External Samsung 980 PRO NVMe drive on a new 24” iMac
Is it worth it to try to save money on a new iMac by buying it with 256GB storage and adding a 2TB External Samsung 980 PRO NVMe drive plus housing to boost the storage.
Is it worth it to try to save money on a new iMac by buying it with 256GB storage and adding a 2TB External Samsung 980 PRO NVMe drive plus housing to boost the storage.
personally I would find 256GB a bit on the low side as by default the image lib and music lib and apps and home dir will be placed on the main harddisk and you need to take steps to move them
like
Move your Photos library to save space on your Mac – Apple Support (UK)
and Change where your music files are stored on Mac - Apple Support (IE)
and so forth
That was exact my setup for my "desktop" M1 -- however, if you to achieve better speed, you can choose more expensive Thunderbolt enclosure for the external SSD.
For the portable M1 devices (laptops) - I did order larger internal SSD capacity.
Stay with a larger internal SSD. SSD can last a very long time. I have a Mac that has an SSD for the last 10 years and no issue. Makes using the Mac much easier and efficient in my opinion as many have issues with external drives staying connected, etc.
I agree with tbirdvet in getting at least a 512 GB internal drive, larger if possible.
As far as external SSDs I heartily recommend those from OWC (MacSales.com). They are considered by most here to be the premier 3rd party supplier of Mac hardware. I have 7 external SSDs from them in a variety of enclosures and adaptors.
Do you have an external drive for Time Machine? If not get a rotational drive from OWC as they are very reasonably priced from large sizes and very reliable.
I would get the iMac with 512GB+. Always best to use the internal drive. I have an iMac that size and then I added an external NVME drive as an additional boot drive for testing new OS changes before updating my internal drive and another external NVME drive that keeps some of my home made videos that take up lots of storage space.

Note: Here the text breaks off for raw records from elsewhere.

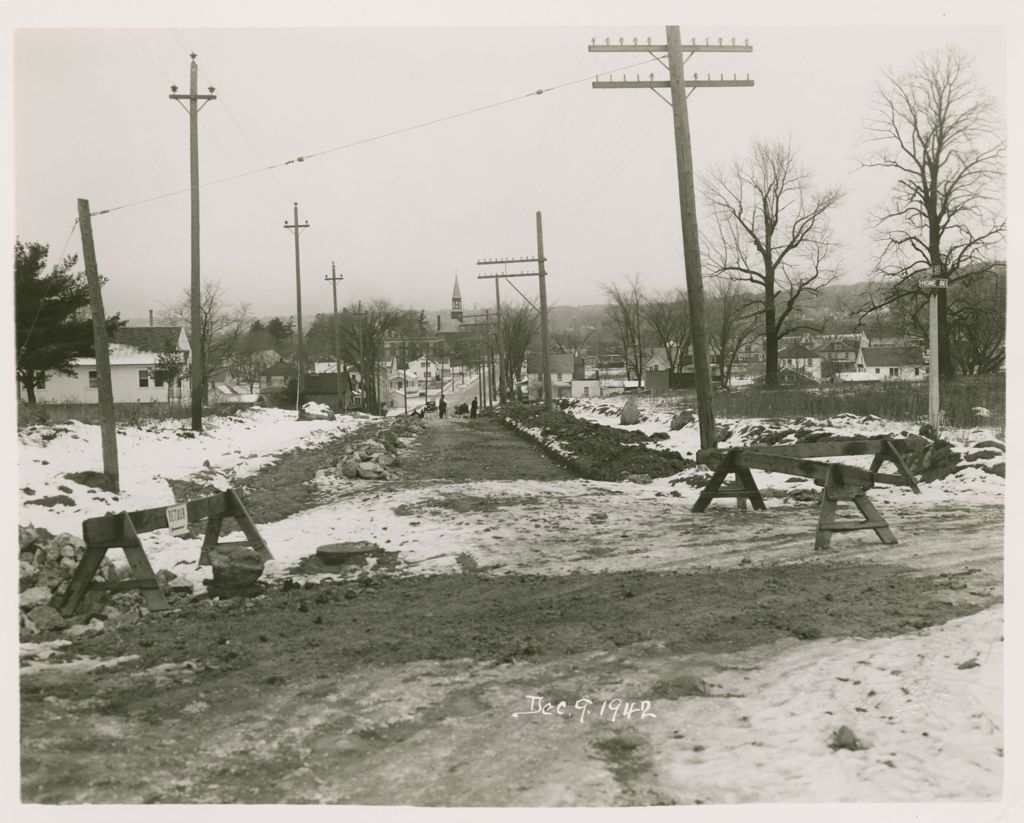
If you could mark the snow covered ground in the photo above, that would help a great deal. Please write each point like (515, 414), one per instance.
(230, 446)
(931, 730)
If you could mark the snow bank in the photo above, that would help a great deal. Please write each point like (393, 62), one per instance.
(229, 447)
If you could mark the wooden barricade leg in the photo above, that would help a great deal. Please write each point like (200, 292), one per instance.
(144, 578)
(835, 490)
(748, 480)
(87, 568)
(744, 488)
(245, 521)
(210, 538)
(871, 516)
(710, 490)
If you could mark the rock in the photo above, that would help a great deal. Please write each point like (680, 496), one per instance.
(27, 535)
(84, 629)
(37, 596)
(236, 569)
(998, 469)
(371, 471)
(50, 502)
(845, 738)
(26, 575)
(630, 416)
(982, 453)
(46, 618)
(313, 410)
(680, 420)
(337, 554)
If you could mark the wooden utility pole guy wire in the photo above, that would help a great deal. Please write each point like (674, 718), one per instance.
(677, 85)
(108, 432)
(198, 355)
(299, 352)
(337, 330)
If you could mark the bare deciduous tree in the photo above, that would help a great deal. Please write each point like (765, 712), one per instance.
(733, 317)
(936, 130)
(771, 229)
(519, 327)
(669, 319)
(222, 327)
(625, 308)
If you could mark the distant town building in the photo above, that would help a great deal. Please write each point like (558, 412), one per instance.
(136, 371)
(892, 362)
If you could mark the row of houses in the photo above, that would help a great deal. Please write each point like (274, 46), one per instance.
(139, 355)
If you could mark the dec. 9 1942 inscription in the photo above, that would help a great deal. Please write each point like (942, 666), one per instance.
(585, 708)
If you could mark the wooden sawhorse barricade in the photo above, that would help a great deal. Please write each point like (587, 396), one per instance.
(840, 482)
(122, 530)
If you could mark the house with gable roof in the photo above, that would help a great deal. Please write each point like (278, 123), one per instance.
(138, 356)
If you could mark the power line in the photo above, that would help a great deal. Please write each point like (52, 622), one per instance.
(42, 300)
(364, 141)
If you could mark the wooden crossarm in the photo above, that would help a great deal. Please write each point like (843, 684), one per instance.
(834, 448)
(108, 530)
(755, 458)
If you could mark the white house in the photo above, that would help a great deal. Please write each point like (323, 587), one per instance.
(586, 388)
(892, 362)
(135, 374)
(802, 360)
(564, 369)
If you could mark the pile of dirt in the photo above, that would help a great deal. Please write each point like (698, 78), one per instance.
(595, 451)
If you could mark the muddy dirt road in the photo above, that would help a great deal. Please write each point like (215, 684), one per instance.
(401, 688)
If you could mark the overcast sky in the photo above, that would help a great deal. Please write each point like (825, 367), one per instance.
(400, 215)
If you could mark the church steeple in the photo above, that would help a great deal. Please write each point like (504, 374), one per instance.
(456, 301)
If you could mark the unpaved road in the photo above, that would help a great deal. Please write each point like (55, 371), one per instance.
(399, 689)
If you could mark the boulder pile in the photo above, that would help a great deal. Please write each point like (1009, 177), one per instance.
(375, 459)
(46, 563)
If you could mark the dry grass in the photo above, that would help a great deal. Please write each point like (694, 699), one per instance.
(892, 400)
(127, 414)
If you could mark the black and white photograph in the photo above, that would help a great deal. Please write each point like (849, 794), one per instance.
(426, 408)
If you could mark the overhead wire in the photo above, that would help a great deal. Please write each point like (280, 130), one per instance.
(42, 300)
(363, 141)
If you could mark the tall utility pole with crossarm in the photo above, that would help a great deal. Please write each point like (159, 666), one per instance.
(198, 355)
(678, 86)
(334, 277)
(299, 352)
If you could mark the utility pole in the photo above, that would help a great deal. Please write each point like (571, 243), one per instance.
(299, 352)
(542, 275)
(502, 393)
(337, 329)
(198, 355)
(363, 359)
(108, 430)
(678, 85)
(545, 347)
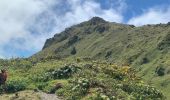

That’s correct. External SSDs, IMO, are more heavy marketing than engineering. They’re good for replacing internal mechanical drives, but other than that, not for everyone. As for larger internal SSDs, they’re not all gain and no pain - if they go south, which they could if used heavily, they’re more trouble to fix. Proceed with care, I’d stick to 256.
No, SSDs are more prone to failure if subject to intensive writes. That’s why one doesn’t perform defrags on them. Don’t try it…
Yes, definitely. Save more $ by skipping SSD and opting for regular USB 3. Copy files to the internal when in use and copy them back when done. A non-SSD external drive lasts longer, is more reliable.
well you can mount as volume as any directory so you can make say the download folder in your user directory really be an external harddrive mounted as that dir
Mount an external drive to a specific dir… - Apple Community
From what I am understanding from this discussion is that even with the fastest external storage, it is still not the same as having a large internal storage. In other words, you can’t make the external drive look like an internal one to the OS. Is that right?
Mileage varies 😁 SSD Failure on 2 yr old Macbook Pro - Apple Community.
Ultimately, it all depends on how intensive the use is - if it’s heavy i.e. large file reads/writes, the likelihood of failure is high.
the reason one defrag magnetic rotating harddisk is the moving parts, mean if the sectors are not close, then the platter needs to in the worst case make a full rotation and move the reader from its outer position to its inner causing latency
there are no moving parts in ssd so no read / write latency Want to Defrag Your SSD? Here’s Why You Shouldn’t - DriveSavers (drivesaversdatarecovery.com) so one needs not defrag them ever
what you are thinking about is on a ssd each cell have a limited amount of writes before they die like a dvd-rw but more writes, but they work around the limited writes by using TRIM Trim (computing) - Wikipedia
Moving files back and forth to external is too slow unless you use an SSD as your external drive (depending on file size and how often you do this of course).
It depends on the user & application of course. I don’t use it at all! 256 + iCloud + external non-SSD plain vanilla USB works perfectly for my needs, thank you very much 😉🍻
Yes, I guess that applies to almost any hardware.